Abstract This study explores the behavior of higher-order rogue waves within a (3+1)-dimensional generalized nonlinear wave equation in liquid-containing gas bubbles. It creates the investigated equation's Hirota $D$-operator bilinear form. We employ a generalized formula with real parameters to obtain the rogue waves up to the third order using the direct symbolic technique. The analysis reveals that the second and third-order rogue solutions produce two and three-waves, respectively. To gain deeper insights, we use the Cole-Hopf transformation on the transformed variables $\xi$ and $\eta$ to produce a bilinear equation. Using system software \textit{Mathematica}, the dynamic analysis presents the graphics for the obtained solutions in transformed $\xi, \eta$ and original spatial-temporal coordinates $x,y,z,t$. These visualizations reveal rogue waves' intricate structure and evolution, capturing their localized interactions and significant presence within nonlinear systems. We demonstrate that rogue waves, characterized by their substantial height and sudden appearance, are prevalent in various nonlinear events.
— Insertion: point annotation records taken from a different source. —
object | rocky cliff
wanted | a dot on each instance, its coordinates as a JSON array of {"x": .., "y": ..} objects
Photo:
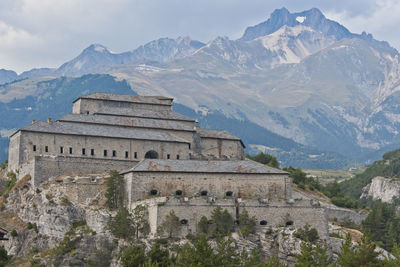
[{"x": 381, "y": 188}]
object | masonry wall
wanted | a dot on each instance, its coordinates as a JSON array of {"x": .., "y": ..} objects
[
  {"x": 221, "y": 149},
  {"x": 91, "y": 106},
  {"x": 216, "y": 184},
  {"x": 54, "y": 142},
  {"x": 45, "y": 168}
]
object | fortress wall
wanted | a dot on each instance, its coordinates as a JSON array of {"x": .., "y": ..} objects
[
  {"x": 192, "y": 211},
  {"x": 99, "y": 144},
  {"x": 91, "y": 106},
  {"x": 342, "y": 215},
  {"x": 45, "y": 168},
  {"x": 216, "y": 184},
  {"x": 220, "y": 148}
]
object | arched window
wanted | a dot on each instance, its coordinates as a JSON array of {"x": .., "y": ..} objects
[
  {"x": 289, "y": 223},
  {"x": 153, "y": 192},
  {"x": 229, "y": 193},
  {"x": 151, "y": 155}
]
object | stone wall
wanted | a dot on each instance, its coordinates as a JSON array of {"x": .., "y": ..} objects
[
  {"x": 273, "y": 213},
  {"x": 45, "y": 168},
  {"x": 91, "y": 106},
  {"x": 136, "y": 148},
  {"x": 142, "y": 185},
  {"x": 343, "y": 215},
  {"x": 221, "y": 149}
]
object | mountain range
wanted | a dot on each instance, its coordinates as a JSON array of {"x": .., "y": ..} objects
[{"x": 299, "y": 76}]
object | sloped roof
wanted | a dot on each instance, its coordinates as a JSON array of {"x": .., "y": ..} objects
[
  {"x": 125, "y": 98},
  {"x": 70, "y": 128},
  {"x": 204, "y": 166},
  {"x": 217, "y": 134},
  {"x": 127, "y": 121},
  {"x": 143, "y": 113}
]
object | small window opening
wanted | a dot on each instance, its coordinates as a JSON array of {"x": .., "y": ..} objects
[
  {"x": 229, "y": 193},
  {"x": 153, "y": 192},
  {"x": 289, "y": 223}
]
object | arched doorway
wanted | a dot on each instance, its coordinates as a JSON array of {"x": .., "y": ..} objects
[{"x": 151, "y": 155}]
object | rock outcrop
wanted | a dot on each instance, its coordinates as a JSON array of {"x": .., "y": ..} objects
[{"x": 381, "y": 188}]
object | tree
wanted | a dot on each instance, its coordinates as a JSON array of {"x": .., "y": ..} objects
[
  {"x": 133, "y": 256},
  {"x": 140, "y": 220},
  {"x": 4, "y": 258},
  {"x": 171, "y": 223},
  {"x": 115, "y": 190},
  {"x": 310, "y": 257},
  {"x": 121, "y": 225}
]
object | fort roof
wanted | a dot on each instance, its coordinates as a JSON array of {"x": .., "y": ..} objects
[
  {"x": 127, "y": 121},
  {"x": 154, "y": 100},
  {"x": 204, "y": 166},
  {"x": 143, "y": 113},
  {"x": 69, "y": 128}
]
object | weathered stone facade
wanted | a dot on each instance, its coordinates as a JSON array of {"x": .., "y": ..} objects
[
  {"x": 167, "y": 161},
  {"x": 118, "y": 130}
]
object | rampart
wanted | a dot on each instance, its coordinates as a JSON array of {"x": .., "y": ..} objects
[{"x": 43, "y": 168}]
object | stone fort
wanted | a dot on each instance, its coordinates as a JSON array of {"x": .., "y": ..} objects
[{"x": 167, "y": 161}]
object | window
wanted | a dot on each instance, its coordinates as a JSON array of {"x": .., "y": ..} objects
[
  {"x": 229, "y": 193},
  {"x": 288, "y": 223},
  {"x": 153, "y": 192}
]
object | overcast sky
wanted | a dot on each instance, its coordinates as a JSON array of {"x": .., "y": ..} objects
[{"x": 46, "y": 33}]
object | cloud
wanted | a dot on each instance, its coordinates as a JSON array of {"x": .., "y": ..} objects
[{"x": 46, "y": 33}]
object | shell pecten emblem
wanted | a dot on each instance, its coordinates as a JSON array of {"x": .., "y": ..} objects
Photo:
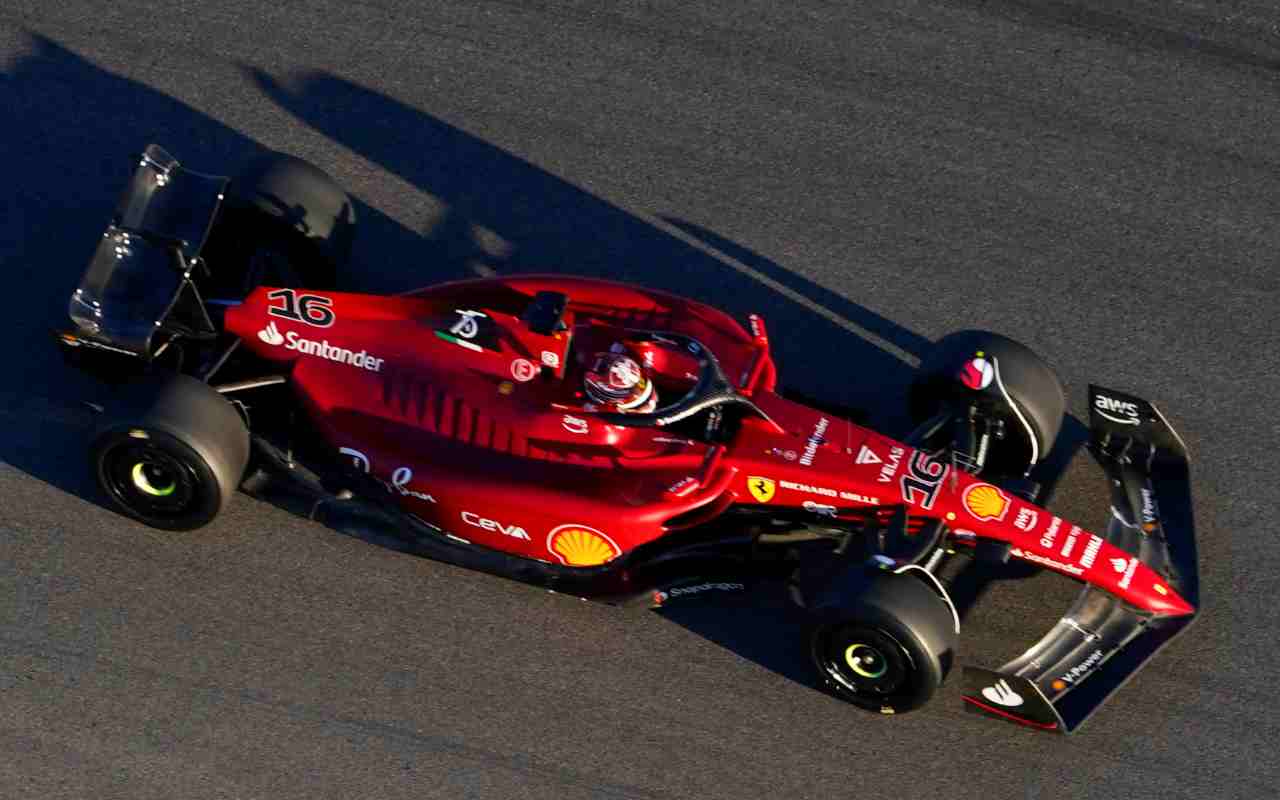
[
  {"x": 579, "y": 545},
  {"x": 986, "y": 502},
  {"x": 762, "y": 488}
]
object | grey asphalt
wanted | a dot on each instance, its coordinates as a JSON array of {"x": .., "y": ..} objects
[{"x": 1097, "y": 179}]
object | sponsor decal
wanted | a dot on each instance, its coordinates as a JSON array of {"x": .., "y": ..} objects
[
  {"x": 306, "y": 309},
  {"x": 1072, "y": 535},
  {"x": 453, "y": 339},
  {"x": 1047, "y": 562},
  {"x": 859, "y": 498},
  {"x": 677, "y": 592},
  {"x": 1051, "y": 533},
  {"x": 810, "y": 447},
  {"x": 682, "y": 487},
  {"x": 868, "y": 456},
  {"x": 400, "y": 481},
  {"x": 977, "y": 373},
  {"x": 826, "y": 492},
  {"x": 467, "y": 325},
  {"x": 321, "y": 350},
  {"x": 923, "y": 479},
  {"x": 890, "y": 469},
  {"x": 986, "y": 502},
  {"x": 1091, "y": 551},
  {"x": 515, "y": 531},
  {"x": 579, "y": 545},
  {"x": 1121, "y": 412},
  {"x": 1001, "y": 694},
  {"x": 819, "y": 508},
  {"x": 270, "y": 334},
  {"x": 1148, "y": 510},
  {"x": 1128, "y": 574},
  {"x": 1082, "y": 668},
  {"x": 1079, "y": 629},
  {"x": 524, "y": 370},
  {"x": 762, "y": 488}
]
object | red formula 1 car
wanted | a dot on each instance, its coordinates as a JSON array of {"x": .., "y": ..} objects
[{"x": 611, "y": 440}]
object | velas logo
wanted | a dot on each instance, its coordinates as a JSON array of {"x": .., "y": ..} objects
[
  {"x": 986, "y": 502},
  {"x": 762, "y": 488},
  {"x": 1123, "y": 412},
  {"x": 579, "y": 545},
  {"x": 323, "y": 350}
]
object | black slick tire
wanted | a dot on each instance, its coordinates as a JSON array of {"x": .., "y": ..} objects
[{"x": 170, "y": 452}]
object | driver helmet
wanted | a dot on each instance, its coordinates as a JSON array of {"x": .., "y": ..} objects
[{"x": 617, "y": 382}]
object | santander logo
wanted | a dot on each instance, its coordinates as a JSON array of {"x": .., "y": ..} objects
[{"x": 360, "y": 359}]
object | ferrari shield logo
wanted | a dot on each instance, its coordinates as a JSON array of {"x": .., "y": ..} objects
[{"x": 762, "y": 488}]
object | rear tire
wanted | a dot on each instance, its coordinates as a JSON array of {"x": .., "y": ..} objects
[
  {"x": 284, "y": 223},
  {"x": 172, "y": 453},
  {"x": 1020, "y": 388},
  {"x": 887, "y": 648}
]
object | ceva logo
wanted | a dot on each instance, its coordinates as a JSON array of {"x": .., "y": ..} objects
[{"x": 270, "y": 334}]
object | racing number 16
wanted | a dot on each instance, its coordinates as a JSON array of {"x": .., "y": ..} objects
[
  {"x": 920, "y": 485},
  {"x": 310, "y": 309}
]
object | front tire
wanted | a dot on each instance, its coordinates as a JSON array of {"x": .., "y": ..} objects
[
  {"x": 887, "y": 648},
  {"x": 172, "y": 453},
  {"x": 1006, "y": 379}
]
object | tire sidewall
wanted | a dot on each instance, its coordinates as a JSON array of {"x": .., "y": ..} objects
[
  {"x": 920, "y": 682},
  {"x": 210, "y": 496}
]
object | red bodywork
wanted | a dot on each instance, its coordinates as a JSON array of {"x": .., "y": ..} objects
[{"x": 480, "y": 429}]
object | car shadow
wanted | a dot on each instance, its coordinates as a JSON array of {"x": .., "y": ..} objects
[
  {"x": 69, "y": 146},
  {"x": 484, "y": 211}
]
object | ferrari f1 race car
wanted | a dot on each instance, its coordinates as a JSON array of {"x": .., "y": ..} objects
[{"x": 611, "y": 442}]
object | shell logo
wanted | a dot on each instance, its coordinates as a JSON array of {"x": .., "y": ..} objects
[
  {"x": 986, "y": 502},
  {"x": 579, "y": 545}
]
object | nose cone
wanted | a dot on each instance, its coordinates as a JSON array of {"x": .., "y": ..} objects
[{"x": 1164, "y": 600}]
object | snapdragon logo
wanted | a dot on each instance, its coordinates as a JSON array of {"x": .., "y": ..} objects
[
  {"x": 361, "y": 359},
  {"x": 1001, "y": 694}
]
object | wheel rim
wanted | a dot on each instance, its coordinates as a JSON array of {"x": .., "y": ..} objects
[
  {"x": 867, "y": 662},
  {"x": 150, "y": 481}
]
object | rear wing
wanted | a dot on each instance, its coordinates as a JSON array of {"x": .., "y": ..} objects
[
  {"x": 141, "y": 269},
  {"x": 1102, "y": 641}
]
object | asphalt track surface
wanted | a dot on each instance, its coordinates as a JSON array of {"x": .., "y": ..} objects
[{"x": 1097, "y": 179}]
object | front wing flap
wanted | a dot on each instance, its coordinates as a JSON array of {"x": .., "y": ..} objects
[{"x": 1102, "y": 640}]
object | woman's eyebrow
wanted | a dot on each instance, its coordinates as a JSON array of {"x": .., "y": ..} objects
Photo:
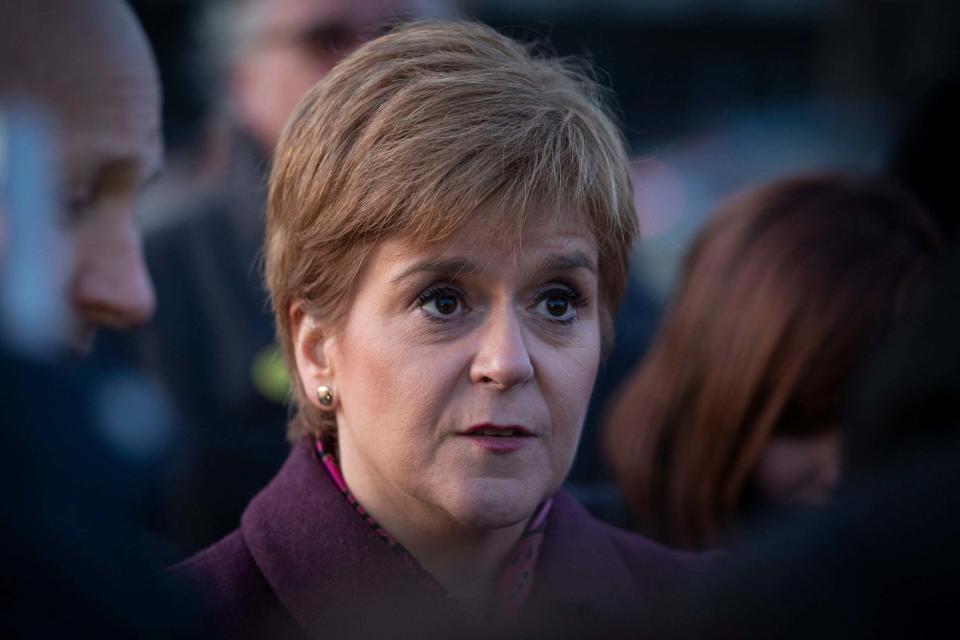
[
  {"x": 569, "y": 262},
  {"x": 452, "y": 267}
]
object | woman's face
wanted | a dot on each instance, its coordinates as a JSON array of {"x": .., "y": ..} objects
[{"x": 463, "y": 373}]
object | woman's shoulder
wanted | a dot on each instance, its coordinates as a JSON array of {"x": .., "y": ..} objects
[{"x": 234, "y": 595}]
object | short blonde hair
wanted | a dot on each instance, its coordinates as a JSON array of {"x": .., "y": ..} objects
[{"x": 414, "y": 133}]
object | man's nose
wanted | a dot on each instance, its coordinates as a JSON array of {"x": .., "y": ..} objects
[
  {"x": 502, "y": 359},
  {"x": 111, "y": 286}
]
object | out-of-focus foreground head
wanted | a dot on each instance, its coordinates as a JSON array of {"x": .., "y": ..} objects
[
  {"x": 274, "y": 51},
  {"x": 87, "y": 66},
  {"x": 738, "y": 400}
]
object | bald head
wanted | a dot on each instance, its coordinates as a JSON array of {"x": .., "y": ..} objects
[{"x": 88, "y": 66}]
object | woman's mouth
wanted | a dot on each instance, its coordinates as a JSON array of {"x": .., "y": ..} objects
[{"x": 498, "y": 438}]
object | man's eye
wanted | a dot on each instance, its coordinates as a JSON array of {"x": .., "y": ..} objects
[
  {"x": 442, "y": 303},
  {"x": 78, "y": 206}
]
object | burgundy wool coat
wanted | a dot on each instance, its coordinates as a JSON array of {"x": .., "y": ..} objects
[{"x": 304, "y": 564}]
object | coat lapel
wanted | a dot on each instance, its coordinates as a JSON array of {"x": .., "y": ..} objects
[
  {"x": 321, "y": 559},
  {"x": 581, "y": 572}
]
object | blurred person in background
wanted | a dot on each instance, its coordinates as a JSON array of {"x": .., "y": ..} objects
[
  {"x": 737, "y": 406},
  {"x": 443, "y": 298},
  {"x": 106, "y": 122},
  {"x": 212, "y": 342},
  {"x": 881, "y": 561},
  {"x": 79, "y": 139}
]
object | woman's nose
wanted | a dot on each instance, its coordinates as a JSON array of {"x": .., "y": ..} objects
[
  {"x": 502, "y": 359},
  {"x": 111, "y": 286}
]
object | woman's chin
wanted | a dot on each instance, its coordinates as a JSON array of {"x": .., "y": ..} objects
[{"x": 493, "y": 503}]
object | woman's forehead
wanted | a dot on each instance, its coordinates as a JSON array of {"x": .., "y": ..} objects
[{"x": 544, "y": 243}]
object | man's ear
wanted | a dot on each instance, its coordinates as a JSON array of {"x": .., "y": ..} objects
[{"x": 313, "y": 351}]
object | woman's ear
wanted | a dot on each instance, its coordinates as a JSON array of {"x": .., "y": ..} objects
[{"x": 313, "y": 352}]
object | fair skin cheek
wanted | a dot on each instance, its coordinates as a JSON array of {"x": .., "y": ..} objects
[
  {"x": 520, "y": 346},
  {"x": 109, "y": 285}
]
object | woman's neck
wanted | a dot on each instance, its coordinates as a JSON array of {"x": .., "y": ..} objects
[{"x": 464, "y": 559}]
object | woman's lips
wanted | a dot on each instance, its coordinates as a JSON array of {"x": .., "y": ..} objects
[{"x": 498, "y": 438}]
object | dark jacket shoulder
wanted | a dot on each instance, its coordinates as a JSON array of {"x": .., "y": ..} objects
[{"x": 237, "y": 599}]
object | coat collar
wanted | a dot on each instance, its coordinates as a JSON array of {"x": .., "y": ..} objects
[
  {"x": 324, "y": 564},
  {"x": 320, "y": 559}
]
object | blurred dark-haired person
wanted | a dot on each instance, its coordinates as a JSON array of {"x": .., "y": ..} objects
[
  {"x": 737, "y": 406},
  {"x": 212, "y": 342}
]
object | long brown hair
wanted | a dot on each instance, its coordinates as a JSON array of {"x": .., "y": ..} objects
[{"x": 780, "y": 296}]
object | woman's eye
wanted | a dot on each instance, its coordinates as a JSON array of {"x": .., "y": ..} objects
[
  {"x": 559, "y": 305},
  {"x": 442, "y": 304}
]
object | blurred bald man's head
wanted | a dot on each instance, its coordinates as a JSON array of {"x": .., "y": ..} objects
[{"x": 87, "y": 65}]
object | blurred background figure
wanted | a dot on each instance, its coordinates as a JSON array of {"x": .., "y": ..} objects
[
  {"x": 79, "y": 139},
  {"x": 212, "y": 342},
  {"x": 107, "y": 131},
  {"x": 881, "y": 561},
  {"x": 737, "y": 406}
]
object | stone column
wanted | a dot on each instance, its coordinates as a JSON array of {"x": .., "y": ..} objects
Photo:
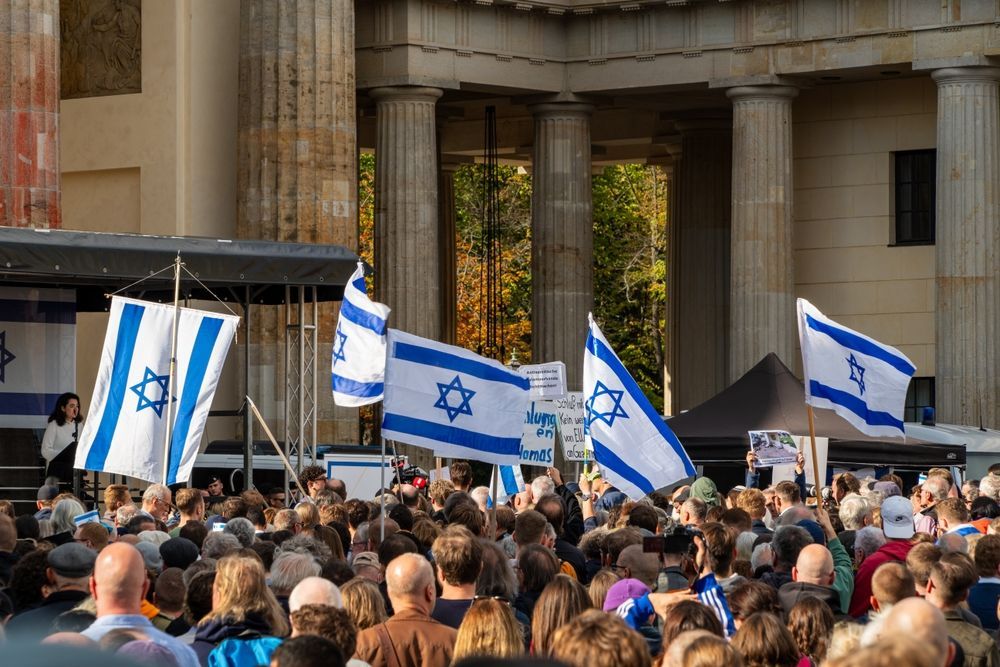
[
  {"x": 447, "y": 259},
  {"x": 702, "y": 261},
  {"x": 762, "y": 299},
  {"x": 407, "y": 239},
  {"x": 297, "y": 165},
  {"x": 562, "y": 228},
  {"x": 968, "y": 246},
  {"x": 29, "y": 114}
]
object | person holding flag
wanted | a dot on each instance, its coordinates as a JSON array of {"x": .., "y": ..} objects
[
  {"x": 637, "y": 451},
  {"x": 358, "y": 359}
]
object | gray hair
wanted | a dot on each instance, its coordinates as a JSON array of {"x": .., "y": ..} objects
[
  {"x": 869, "y": 539},
  {"x": 853, "y": 511},
  {"x": 242, "y": 529},
  {"x": 542, "y": 486},
  {"x": 217, "y": 545},
  {"x": 289, "y": 569},
  {"x": 62, "y": 515}
]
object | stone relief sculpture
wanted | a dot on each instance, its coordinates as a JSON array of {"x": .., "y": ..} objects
[{"x": 100, "y": 47}]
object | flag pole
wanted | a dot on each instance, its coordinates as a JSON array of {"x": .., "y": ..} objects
[
  {"x": 173, "y": 368},
  {"x": 818, "y": 482}
]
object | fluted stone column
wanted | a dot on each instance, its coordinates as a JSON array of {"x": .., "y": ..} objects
[
  {"x": 762, "y": 299},
  {"x": 297, "y": 166},
  {"x": 407, "y": 239},
  {"x": 702, "y": 261},
  {"x": 562, "y": 236},
  {"x": 968, "y": 246},
  {"x": 29, "y": 113}
]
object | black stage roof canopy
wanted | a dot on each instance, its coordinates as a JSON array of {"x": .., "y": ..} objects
[
  {"x": 95, "y": 264},
  {"x": 769, "y": 398}
]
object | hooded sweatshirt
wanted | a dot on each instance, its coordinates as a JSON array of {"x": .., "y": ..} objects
[{"x": 891, "y": 551}]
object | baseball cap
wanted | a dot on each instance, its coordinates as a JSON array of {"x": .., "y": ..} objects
[
  {"x": 626, "y": 589},
  {"x": 897, "y": 518},
  {"x": 72, "y": 560}
]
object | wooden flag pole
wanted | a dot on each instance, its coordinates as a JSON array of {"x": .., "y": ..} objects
[{"x": 817, "y": 480}]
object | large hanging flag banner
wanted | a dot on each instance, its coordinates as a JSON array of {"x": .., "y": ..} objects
[
  {"x": 37, "y": 353},
  {"x": 453, "y": 401},
  {"x": 358, "y": 359},
  {"x": 631, "y": 441},
  {"x": 125, "y": 430},
  {"x": 857, "y": 377}
]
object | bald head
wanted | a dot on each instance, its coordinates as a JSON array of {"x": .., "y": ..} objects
[
  {"x": 409, "y": 580},
  {"x": 315, "y": 590},
  {"x": 119, "y": 581},
  {"x": 814, "y": 565},
  {"x": 914, "y": 617}
]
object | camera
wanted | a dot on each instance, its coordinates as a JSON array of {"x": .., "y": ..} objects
[{"x": 678, "y": 541}]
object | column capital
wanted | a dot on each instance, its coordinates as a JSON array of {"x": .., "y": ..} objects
[
  {"x": 405, "y": 94},
  {"x": 966, "y": 75},
  {"x": 744, "y": 93},
  {"x": 576, "y": 109}
]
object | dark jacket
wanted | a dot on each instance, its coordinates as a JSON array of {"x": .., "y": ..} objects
[
  {"x": 33, "y": 625},
  {"x": 211, "y": 633}
]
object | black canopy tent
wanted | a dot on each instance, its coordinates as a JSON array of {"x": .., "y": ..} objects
[
  {"x": 240, "y": 271},
  {"x": 769, "y": 397}
]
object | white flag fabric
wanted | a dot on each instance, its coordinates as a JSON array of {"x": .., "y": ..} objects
[
  {"x": 126, "y": 425},
  {"x": 453, "y": 401},
  {"x": 511, "y": 483},
  {"x": 638, "y": 453},
  {"x": 857, "y": 377},
  {"x": 37, "y": 353},
  {"x": 358, "y": 359}
]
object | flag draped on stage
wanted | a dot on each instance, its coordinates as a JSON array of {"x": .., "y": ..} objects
[
  {"x": 358, "y": 359},
  {"x": 453, "y": 401},
  {"x": 631, "y": 441},
  {"x": 126, "y": 426},
  {"x": 857, "y": 377}
]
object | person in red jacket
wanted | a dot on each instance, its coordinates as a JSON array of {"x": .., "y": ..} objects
[{"x": 897, "y": 524}]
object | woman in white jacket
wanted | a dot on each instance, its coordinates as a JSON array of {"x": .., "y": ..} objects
[{"x": 59, "y": 441}]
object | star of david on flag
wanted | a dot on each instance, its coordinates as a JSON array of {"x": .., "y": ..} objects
[
  {"x": 357, "y": 368},
  {"x": 452, "y": 401},
  {"x": 638, "y": 453},
  {"x": 125, "y": 430},
  {"x": 862, "y": 380}
]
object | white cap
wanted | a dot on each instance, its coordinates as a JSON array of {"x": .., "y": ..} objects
[{"x": 897, "y": 518}]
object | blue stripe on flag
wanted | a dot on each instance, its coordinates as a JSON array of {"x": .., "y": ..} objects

The equation examined in this study offers valuable insights into the evolution of longer waves with smaller amplitudes, which is particularly relevant in fields such as fluid dynamics, dispersive media, and plasmas. The implications of this research extend across multiple scientific domains, including fiber optics, oceanography, dusty plasma, and nonlinear systems, where understanding the behavior of rogue waves is crucial for both theoretical and practical applications.